Investment Trading Strategies
Usually the term day trading is used to refer to buying and selling stocks on the same day. A day trader uses trading strategies to leverage large amounts of capital by taking advantage of small price movements in highly liquid stocks. One of these trading strategies is entry strategies. A day trader will usually look at the liquidity and the volatility of a stock to determine if it is ideal as a day stock. Liquidity here is the ability to enter and exit a stock while maintaining a good price on it. It thus needs to have tight spreads and low slippage. Volatility is the expected daily price range. If a stock proves to be more volatile it also means it has greater losses or profits. Therefore if you are looking for a day stock, ensure that the stock is cheap, has a large number of shares being traded daily and is very volatile. After this, identify possible entry points and go for it if it seems viable.
Gap trading strategies involve a disciplined approach to buying and shorting stock. A trader identifies a stock that has a price gap from the previous close and uses the rise and fall of this price to signal either a purchase or a short. This gap or change in price level from the previous day is the pattern used to either come up with a Common, Breakaway, Continuation or Exhaustion patterns and that affects the long-term understanding of stock activity.

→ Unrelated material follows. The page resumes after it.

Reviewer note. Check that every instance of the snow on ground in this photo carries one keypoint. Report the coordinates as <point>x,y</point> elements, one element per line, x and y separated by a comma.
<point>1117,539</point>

In any investment plan, developing strong trading strategies is essential as a playbook is to a winning football team. Trading strategies set your investment direction, goals and risk boundaries. Any strategy that is taken needs to be thought out well and should not be an emotional decision. Flip-flopping between strategies should also be avoided as are decisions influenced by greed or fear. For example, one of the trading strategies called Swing Trading requires that the stock buyer have some patience since he or she may need to hold on to stocks for days waiting for the stocks to go up. Position Trading strategy requires even more patience than Swing Trading. Here, the investor may need to hold on to stocks for weeks or months until market trends show an up-trend. This strategy has a higher risk but at the same time the gains are much higher when they come. The bottom line, determine which of the trading strategies you want to use and stick in there. The rewards will speak for themselves.